In randomised clinical studies warfarin was associated with major or fatal bleeding in 12-14% of patients, despite the availability of antidotes, while the rate for the NOACs ranged from 7-10%.
“The evidence suggests that bleeding is not more common with the newer anticoagulants, there is a lower risk of intracranial haemorrhage, and emergency surgery is associated with less bleeding than patients treated with warfarin,” he said.
Clinical studies have also demonstrated that andexanet, a recombinant variant of factor Xa, can reverse the effects of factor Xa inhibitors including apixaban and rivaroxaban.

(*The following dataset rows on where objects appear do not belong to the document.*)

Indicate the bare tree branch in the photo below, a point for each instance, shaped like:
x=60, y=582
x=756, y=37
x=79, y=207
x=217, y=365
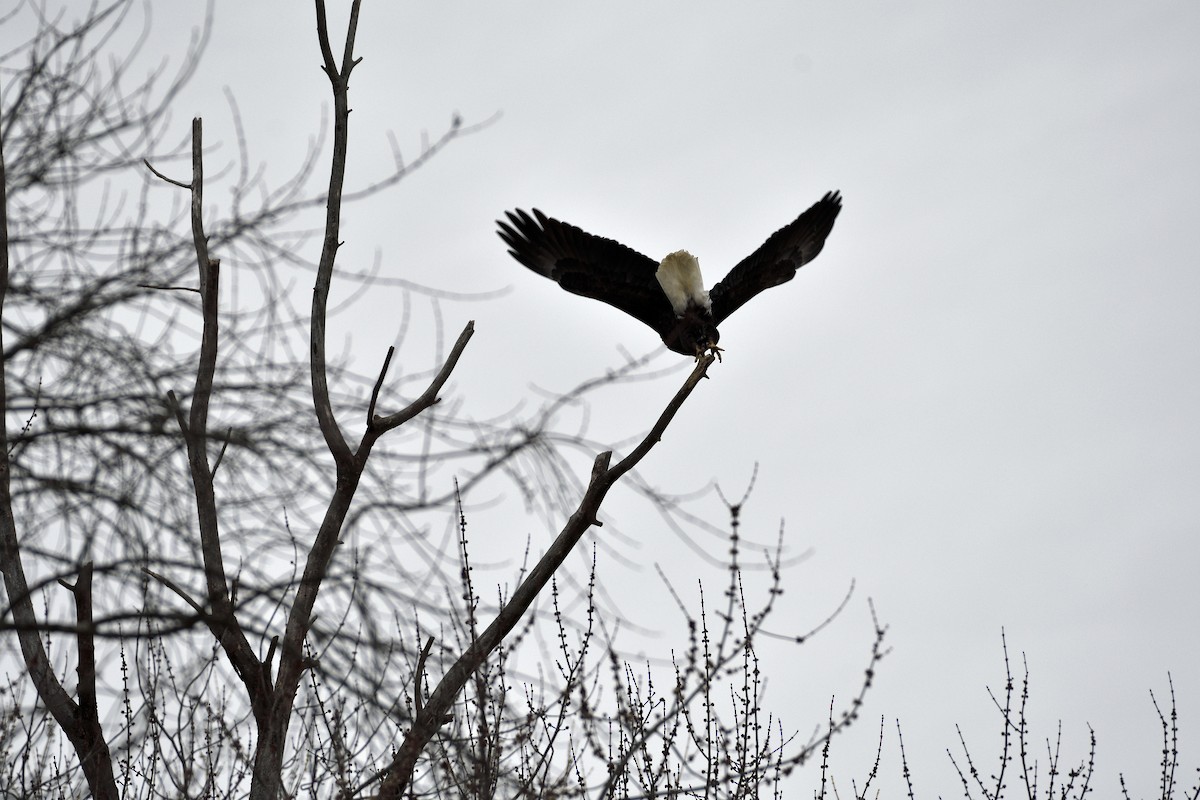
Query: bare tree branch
x=400, y=771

Reliance on reversal agents should not become routine and must not replace common-sense approaches to the treatment of bleeding complications or preparation for urgent surgery, Professor Crowther said.
“The first essential step is to apply the basic principles of bleeding management, starting with cessation of the drug,” he said.
In many cases the simple passage of time, for example before an operating theatre becomes available, will be sufficient for the anticoagulant’s effects to wane.
Most hospitals do not yet have reliable assays to check whether active drug is still present, so the likely contribution of the anticoagulant to the bleeding will remain a clinical judgment.